5. Not a single recommendation of 'don't go', but rather tips on how to make the most of your visit when/if you decide to go.
This is a totally typical trip report that shows how the average guest really sees things.
What this article does point out though is that SFGAdv was so packed she did not enjoy/feel she got a fair deal on her admission ticket. She did not go into an enthusiast style rant about this, but surfice to say the mood I got out of that article was that she did not have the best of times (allthough she admits she hurt herself by arriving too late in the day.) That is a huge problem because the good parks can be packed to the gills and still leave people smiling. For instance two weeks ago I went to CP on a Saturday, the place was absolutly jammed, yet everyone (myself included) was still in a good mood and enjoying themselves, and that doesnt even compare to what Orlando does, heck my best week at WDW I ever had was the week before Easter, where the queues were full everyday from 12-8! Weither it be limiting entrance, improving operations or something else Six Flags has to find a way to keep their customers smiling again, because those are the guests that tend to come back.
2. "Suck it up and pay the prices"...I am under this weird belief that that plays better in the Northeast (and other metropolis locations) where 100 bucks doesn't go very far ANYWHERE....
3. The only thing GPers seem to "fairly consistently" notice about poor operations is the IDLE trains/cars/ride vehicles that are stationed at the transfer tracks, in plain sight. (Notice that Montu, Kumba, Gwazi, Hulk, and DD all do a decent job of *hiding* the spare trains)... ;)
4. Maybe too dark to SEE all the line-jumping?
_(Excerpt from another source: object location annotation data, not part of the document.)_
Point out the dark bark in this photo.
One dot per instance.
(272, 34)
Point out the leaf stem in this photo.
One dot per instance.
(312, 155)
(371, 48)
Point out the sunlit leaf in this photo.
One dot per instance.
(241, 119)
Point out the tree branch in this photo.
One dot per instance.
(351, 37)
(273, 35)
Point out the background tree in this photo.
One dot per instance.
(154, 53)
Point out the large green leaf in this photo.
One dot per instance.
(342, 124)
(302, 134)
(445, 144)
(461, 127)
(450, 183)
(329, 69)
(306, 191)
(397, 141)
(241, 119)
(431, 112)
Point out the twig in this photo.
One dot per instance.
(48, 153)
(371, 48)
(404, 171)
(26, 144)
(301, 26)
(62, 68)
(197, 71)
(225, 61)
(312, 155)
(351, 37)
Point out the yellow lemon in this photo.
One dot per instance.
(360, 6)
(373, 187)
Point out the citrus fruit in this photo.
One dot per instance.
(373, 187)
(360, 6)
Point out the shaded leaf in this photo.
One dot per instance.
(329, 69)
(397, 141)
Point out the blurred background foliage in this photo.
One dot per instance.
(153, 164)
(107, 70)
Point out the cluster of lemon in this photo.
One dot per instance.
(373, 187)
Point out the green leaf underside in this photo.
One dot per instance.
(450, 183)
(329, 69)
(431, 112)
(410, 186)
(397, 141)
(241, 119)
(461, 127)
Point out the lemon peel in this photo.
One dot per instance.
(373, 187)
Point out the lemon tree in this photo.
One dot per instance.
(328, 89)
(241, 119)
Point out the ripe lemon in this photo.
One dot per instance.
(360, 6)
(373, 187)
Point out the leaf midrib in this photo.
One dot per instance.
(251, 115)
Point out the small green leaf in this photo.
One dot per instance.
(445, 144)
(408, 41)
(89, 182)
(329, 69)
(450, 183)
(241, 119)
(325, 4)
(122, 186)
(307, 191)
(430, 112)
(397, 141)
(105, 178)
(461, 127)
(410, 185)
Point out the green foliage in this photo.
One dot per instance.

5. It's an AMUSEMENT park, who DOESN'T want to go? ;)
On the whole, yeah, I'd say that that IS fairly typical....which explains why GAdv can operate the way it does and remain profitable....that and the fact that NYC, Jersey, and Philly give GAdv a large enough demographic base to be able to tick off MILLIONS without it really impacting them negatively...
And considering how much you hear about Dorney while in the NJ area, I'd say GAdv has a near-monopoly of the amusement business in the megalopolis... ;)
*** Edited 10/24/2006 8:21:38 PM UTC by rollergator***
I generally agree with you on all points.
Basically, they see the effects, but they don't draw the correlation.
I think that article was written by you Gonch.
LOL! Under my pen name of Beth J. Harpaz even. :)
If you don't even bother getting in line, you don't know who's line jumping, how many trains are running or how often a train is dispatched, unless you watch the lift hill or launch.
"We'd spent hundreds of dollars, gone on hardly any rides and experienced two Halloween-themed events that were about as terrifying as an episode of SpongeBob. Time to go home." OK, she's not saying don't go, but she's not exactly saying can't wait to come back either.
The general public however is who matters, I highly doubt Star Wars is created with only fanboys in mind.
"and swear that we would never subject ourselves to the horrors of Fright Fest again."
That more or less tells you that it wasn't a very good experience, and it indirectly tells others not to waste their time and money.... Just the overall tone of the article implies that too.
These Halloween events are big business.